Se habla de ir más allá de reformas legales que no resuelven los problemas de las víctimas, yo diría que tampoco los problemas de impunidad, proponiendo resolver los problemas operativos en primer lugar, eso es música para mis oídos, pues durante mucho tiempo he estado insistiendo en que la falta de resultados no está en el texto de las leyes, sino en la forma en que se aplican y se ponen en práctica los mandatos constitucionales y legales, que el principal problema del sistema de justicia penal está en la operación deficiente y desarticulada.

Se habla además del enfoque en mejorar los modelos de investigación del delito para el esclarecimiento de hechos, de mejorar los modelos de gestión para abatir el rezago, que no es otra cosa que origen de impunidad, y de limpiar la corrupción de todo el sistema de justicia, una combinación de anhelos básicos e indispensables para poder avanzar en materia de seguridad y justicia, sin ello ninguna estrategia va a ser suficiente, lo que se tiene que hacer es poner en práctica acciones integrales de largo alcance que generen verdaderos resultados en esos rubros, no solo discursos, tinta en papel ni buenos deseos.

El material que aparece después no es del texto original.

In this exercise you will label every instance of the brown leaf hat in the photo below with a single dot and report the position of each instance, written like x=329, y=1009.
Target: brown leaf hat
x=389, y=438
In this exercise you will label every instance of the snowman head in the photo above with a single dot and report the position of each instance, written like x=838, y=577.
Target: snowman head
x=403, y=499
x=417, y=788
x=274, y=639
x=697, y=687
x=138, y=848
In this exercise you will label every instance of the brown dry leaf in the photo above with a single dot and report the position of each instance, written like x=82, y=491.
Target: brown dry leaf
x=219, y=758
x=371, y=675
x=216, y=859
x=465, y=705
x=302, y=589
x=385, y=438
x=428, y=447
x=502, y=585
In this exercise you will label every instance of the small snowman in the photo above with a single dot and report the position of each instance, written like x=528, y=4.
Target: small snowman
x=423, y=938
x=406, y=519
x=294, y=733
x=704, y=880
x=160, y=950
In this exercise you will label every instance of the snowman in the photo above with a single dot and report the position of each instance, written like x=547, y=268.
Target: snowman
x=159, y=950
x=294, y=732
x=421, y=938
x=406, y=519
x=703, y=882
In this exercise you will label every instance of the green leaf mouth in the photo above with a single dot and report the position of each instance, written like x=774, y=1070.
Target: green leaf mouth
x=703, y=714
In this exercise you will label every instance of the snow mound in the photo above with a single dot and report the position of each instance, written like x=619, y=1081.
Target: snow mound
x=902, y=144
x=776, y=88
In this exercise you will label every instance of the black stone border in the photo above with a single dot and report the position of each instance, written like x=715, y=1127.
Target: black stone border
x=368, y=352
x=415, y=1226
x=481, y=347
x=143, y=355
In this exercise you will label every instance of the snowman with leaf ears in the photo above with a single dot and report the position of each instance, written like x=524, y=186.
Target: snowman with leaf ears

Hay una parte del documento con el que coincido absolutamente y tiene que ver con un llamado de atención en el sentido de que no se trata de una tarea solamente de la administración pública, sino que, partiendo del reconocimiento de que somos los ciudadanos quienes sufrimos las consecuencias, debemos de mantenernos vigilantes del cumplimiento de nuestras autoridades, sí, pero también pasar de la preocupación a la ocupación en temas y actos que nos permitan colaborar asumiendo una obligación que subyace a nuestra exigencia de mejorar las condiciones de seguridad y justicia en nuestro propio beneficio. Considero que el día en que verdaderamente entendamos esto, comenzaremos a saber exigir asertivamente y generaremos la participación que hace falta para engendrar los cambios que necesitamos.

Hay mucho más que decir al respecto, pero el espacio no alcanza, quiero finalizar con una frase del documento que me parece extraordinaria: “…hoy no hay discusión más importante en México que la seguridad.”; podemos estar más o menos de acuerdo con esto, pero no podemos negar de ninguna manera que se trata de un tema primordial para la vida social e institucional de nuestra nación, no dejemos de ocuparnos de el y de hacer lo que a cada uno nos corresponde.